Reason: medical researchers say a new and more effective vaccine is under way and it will arrive Nigeria in 2015.
One of the scientist working on the vaccine research, Dr. Sophie Biernaux, stated this on Monday.
According to her, the vaccine, RTS,S, has been submitted to the European Medicines Regulatory Agency for approval.
The research is being championed by
GlaxoSmithKline with a US$200m grant from the Bill & Melinda Gates
Foundation and the PATH Malaria Vaccine Initiative.
Biernaux said the data collated from the
phase III vaccine trial programme was conducted at 13 African research
centres in eight African countries and that the exercise involved 16,000
infants and young children.
She named Nigeria, Burkina Faso, Gabon,
Ghana, Kenya, Malawi, Mozambique and Tanzania as some of the countries
used for the research.
According to her, the vaccine triggers
the body’s immune system, defending it against the Plasmodium falciparum
malaria parasite.
She stated, “The vaccine is designed to
prevent the parasite from infecting, maturing and multiplying in the
liver, after which time the parasite would re-enter the bloodstream and
infect red blood cells, leading to disease symptoms. In the phase III
efficacy trial, RTS,S was administered in three doses, one month apart
and its outcome was outstanding.
Biernaux stated that EMA assessment done
in collaboration with the World Health Organisation would ensure the
use of the vaccine for malaria prevention in non-member European Union
countries.
She stated, “The vaccine RTS,S is
intended exclusively for use against the Plasmodium falciparum malaria
parasite, which is most prevalent in sub-Saharan Africa. Around 90 per
cent of estimated deaths from malaria occur in SSA, and 77 per cent of
these are in children under the age of five.
“The EMA submission is the first step in
the regulatory process toward making the RTS,S available as an addition
to existing tools currently recommended for malaria prevention. To-date
there is no licensed vaccine available for the prevention of malaria.
This is a key moment in our 30-year journey to develop RTS,S and brings
us a step closer to making available the world’s first vaccine that can
help protect children in Africa from malaria.”

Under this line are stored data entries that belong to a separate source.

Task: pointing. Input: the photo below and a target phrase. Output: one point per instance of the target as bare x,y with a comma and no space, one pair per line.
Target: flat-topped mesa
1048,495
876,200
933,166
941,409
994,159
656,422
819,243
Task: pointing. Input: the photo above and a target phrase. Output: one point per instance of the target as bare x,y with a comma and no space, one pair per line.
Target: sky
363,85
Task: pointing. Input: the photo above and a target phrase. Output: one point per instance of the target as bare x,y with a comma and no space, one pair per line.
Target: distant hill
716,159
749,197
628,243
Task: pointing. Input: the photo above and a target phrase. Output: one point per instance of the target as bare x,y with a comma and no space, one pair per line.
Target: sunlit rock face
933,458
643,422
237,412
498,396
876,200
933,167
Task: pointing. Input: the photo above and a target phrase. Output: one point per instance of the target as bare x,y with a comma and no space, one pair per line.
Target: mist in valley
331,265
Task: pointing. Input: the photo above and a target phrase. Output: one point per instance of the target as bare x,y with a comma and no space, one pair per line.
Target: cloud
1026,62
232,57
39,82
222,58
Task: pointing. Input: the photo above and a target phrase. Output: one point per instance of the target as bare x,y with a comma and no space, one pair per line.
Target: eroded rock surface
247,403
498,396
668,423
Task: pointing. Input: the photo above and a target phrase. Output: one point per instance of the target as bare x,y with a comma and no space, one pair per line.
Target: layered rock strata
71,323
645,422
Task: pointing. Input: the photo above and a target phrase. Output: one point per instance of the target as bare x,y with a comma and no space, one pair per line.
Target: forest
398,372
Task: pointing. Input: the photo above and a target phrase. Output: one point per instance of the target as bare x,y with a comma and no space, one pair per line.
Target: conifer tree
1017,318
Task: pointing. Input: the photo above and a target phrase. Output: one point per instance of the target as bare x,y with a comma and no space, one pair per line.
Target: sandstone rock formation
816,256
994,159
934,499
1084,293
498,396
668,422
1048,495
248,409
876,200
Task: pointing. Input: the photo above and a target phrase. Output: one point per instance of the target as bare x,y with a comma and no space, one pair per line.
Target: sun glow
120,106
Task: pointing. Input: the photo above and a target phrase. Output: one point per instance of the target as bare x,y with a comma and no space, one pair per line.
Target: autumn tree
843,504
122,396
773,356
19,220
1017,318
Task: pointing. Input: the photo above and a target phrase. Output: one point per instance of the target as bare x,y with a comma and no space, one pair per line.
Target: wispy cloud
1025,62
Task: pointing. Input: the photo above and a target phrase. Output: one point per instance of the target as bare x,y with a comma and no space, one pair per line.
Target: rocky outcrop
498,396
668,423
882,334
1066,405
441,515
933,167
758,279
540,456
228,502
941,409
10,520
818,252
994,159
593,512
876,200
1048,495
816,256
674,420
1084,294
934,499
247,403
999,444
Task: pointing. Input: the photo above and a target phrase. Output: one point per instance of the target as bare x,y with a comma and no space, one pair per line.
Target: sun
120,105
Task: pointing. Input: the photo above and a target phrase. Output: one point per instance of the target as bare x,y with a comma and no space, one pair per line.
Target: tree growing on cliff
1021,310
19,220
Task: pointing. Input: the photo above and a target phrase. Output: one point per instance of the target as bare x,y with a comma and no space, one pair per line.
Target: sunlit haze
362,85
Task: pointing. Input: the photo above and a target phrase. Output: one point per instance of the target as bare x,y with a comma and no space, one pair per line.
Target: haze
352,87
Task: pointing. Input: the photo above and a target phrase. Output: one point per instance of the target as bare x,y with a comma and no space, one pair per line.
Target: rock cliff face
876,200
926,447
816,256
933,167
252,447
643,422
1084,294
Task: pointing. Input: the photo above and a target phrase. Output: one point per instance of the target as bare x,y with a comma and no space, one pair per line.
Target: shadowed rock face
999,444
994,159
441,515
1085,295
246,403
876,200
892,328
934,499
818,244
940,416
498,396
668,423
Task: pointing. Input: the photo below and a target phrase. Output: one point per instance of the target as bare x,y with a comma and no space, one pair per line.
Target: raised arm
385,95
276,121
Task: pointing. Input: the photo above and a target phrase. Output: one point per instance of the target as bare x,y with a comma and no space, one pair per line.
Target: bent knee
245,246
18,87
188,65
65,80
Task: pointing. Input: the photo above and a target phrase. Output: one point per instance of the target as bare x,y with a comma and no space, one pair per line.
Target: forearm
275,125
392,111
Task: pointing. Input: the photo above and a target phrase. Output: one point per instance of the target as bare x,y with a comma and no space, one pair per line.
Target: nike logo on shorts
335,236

Should the vaccine produced by
GlaxoSmithKline be approved by the EMA, the WHO said, it would be
changing malaria treatment guidelines for malaria by 2015 such that it
would be included in the national immunisation schedules of young
children and babies in Africa.
The Managing Director, GSK Nigeria, Dr.
Lekan Asuni, stated that the approval by the European body was needed
for the National Agency for Food Drugs Administration and Control to
accept the use of the vaccine in Nigeria.
Asuni said the result of the
clinical trial conducted by the pharmaceutical company in collaboration
with research centre in Nigeria had been submitted for the WHO/EMA approval.